I spent the whole night crying because the world is unfair. I wake up and I still cried. I played stupid game on my phone for hours  just to distract myself. Yet I was still angry and sad. It's not right. It's not fair.

That random chance of kindness change it, though. I am still sad and bitter, but it gives me new perspective. The world is unfair and there is nothing I can do about it. I can reel in the negativity, or I can change the way I feel about it.

Me choosing being kind is not gonna balanced out the unfairness of the world. People is and will always be sh*tty. But it made me feel good about myself. That I choose not to be sh*tty or salty.
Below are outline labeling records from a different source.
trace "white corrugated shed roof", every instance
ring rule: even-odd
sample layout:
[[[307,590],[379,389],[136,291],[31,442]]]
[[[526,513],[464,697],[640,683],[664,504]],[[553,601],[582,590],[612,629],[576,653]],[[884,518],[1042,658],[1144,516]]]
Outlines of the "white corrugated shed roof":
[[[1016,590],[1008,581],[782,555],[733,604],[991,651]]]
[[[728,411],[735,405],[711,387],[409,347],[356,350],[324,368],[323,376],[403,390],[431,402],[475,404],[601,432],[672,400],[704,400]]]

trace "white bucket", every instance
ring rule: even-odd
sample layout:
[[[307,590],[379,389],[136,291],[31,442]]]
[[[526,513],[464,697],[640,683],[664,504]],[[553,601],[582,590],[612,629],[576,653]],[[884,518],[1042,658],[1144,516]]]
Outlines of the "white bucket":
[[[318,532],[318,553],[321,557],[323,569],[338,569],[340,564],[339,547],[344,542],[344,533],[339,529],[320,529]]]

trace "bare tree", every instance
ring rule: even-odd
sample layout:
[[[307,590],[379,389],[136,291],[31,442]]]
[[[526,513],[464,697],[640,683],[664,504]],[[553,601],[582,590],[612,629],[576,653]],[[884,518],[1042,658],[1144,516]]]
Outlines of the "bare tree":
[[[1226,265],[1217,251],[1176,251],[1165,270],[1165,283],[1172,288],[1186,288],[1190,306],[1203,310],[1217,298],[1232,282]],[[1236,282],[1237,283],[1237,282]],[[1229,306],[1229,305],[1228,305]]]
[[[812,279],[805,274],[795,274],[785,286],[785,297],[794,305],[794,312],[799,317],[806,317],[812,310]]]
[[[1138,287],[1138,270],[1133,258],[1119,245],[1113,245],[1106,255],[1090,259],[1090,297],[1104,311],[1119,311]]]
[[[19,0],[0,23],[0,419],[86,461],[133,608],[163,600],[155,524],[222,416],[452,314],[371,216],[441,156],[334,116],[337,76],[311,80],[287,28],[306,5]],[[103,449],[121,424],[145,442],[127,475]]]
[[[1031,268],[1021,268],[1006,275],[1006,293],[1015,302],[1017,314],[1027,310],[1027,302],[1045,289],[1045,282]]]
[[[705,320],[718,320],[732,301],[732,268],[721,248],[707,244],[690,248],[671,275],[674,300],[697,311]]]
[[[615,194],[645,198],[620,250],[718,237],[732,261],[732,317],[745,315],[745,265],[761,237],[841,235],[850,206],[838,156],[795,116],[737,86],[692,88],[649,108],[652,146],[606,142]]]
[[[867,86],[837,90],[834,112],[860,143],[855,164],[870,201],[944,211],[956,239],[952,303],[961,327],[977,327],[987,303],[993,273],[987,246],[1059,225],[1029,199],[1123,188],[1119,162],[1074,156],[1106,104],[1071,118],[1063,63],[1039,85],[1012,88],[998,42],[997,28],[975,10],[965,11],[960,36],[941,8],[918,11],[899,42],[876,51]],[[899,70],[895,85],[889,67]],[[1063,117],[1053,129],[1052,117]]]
And that is good enough.

The one we save by treating other kindly is always ourselves. The conscious decision to help others allow us to realize we are not entirely bad, that we can do good. That when we have to choose, we can choose the right thing to do.

Release. Let go. Keeping anger and negativity won't take us far. It will torment us and bogged us down instead. We don't need that. We are what we choose to be. And to be honest, living in a world where everyone is being nice and kind to each other is not a bad idea.